We rely almost entirely, on hand curated human labeled data sets.
This means, if the person hasn't spent the time to label something specific in an image.
Even the most advanced computer vision systems, won't be able to detect it at run time.
Because it hasnt seen it, in the training set.
Now for production systems, we're use at Facebook.
We train on tens of millions of hand curated hand labeled images and that sounds like a lot but it's not nearly enough to solve the sort of problems we want to do so we sat down and said how do we not just 10x this but a hundred extra more that the size of the training set we can use to build our computer vision systems?
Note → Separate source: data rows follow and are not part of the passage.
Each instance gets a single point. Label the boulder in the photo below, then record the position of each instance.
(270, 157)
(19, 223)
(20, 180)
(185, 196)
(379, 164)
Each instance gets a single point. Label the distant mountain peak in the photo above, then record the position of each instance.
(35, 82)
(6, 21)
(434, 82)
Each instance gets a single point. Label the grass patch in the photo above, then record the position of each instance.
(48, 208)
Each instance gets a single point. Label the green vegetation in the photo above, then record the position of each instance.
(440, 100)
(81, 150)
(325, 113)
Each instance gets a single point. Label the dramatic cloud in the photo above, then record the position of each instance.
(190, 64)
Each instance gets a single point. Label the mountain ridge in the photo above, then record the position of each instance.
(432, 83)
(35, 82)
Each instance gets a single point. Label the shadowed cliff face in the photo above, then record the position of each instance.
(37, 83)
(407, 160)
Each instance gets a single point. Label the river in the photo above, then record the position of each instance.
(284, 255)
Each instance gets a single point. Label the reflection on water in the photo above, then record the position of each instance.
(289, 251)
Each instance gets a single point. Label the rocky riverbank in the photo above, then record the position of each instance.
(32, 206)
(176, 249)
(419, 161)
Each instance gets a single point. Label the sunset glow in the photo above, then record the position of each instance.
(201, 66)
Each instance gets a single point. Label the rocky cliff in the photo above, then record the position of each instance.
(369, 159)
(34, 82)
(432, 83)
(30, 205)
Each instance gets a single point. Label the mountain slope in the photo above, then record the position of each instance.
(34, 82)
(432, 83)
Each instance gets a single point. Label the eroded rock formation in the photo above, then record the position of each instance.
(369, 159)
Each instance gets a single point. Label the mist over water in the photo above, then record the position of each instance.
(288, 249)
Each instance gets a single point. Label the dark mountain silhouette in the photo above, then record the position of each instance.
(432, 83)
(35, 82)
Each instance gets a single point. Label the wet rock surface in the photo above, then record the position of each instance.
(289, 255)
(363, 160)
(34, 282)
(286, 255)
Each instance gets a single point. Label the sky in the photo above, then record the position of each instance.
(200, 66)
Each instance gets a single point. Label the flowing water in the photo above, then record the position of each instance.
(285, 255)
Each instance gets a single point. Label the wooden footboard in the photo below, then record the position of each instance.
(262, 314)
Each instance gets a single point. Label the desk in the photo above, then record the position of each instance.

So we've built some breakthrough technology that takes publicly available hashtag images at a unprecedented scale.
We've trained on 3.5 billion training images using a public set of hashtags without any human curation in that data set.
As a result of training on such a large corpus, we have produced state of the art results That are 1% to 2% better than any known published system out there on the Image Net benchmark system.
More importantly, as I said this is isn't just for papers and demos, we're doing this for the real world.
So, we've taken the concepts of this and it is deployed in production right now, producting people everyday on Facebook.
And you can understand intuitively why this is so helpful to the sorts of problems we need to solve, because not only are we training on 3.5 billion images, it's about 10x more then the published state of the art.
But we're able to do it on a large number of categories because people hashtag a lot of different things.
And so not only is our accuracy improved, so we get the answer right, but we're able to get much more fine-grained examples.
Here's some real world examples of prior system and new system, where you get much more fine-grained labels across a variety of images.
And this is why this is so impactful to our system to protect people against bad content.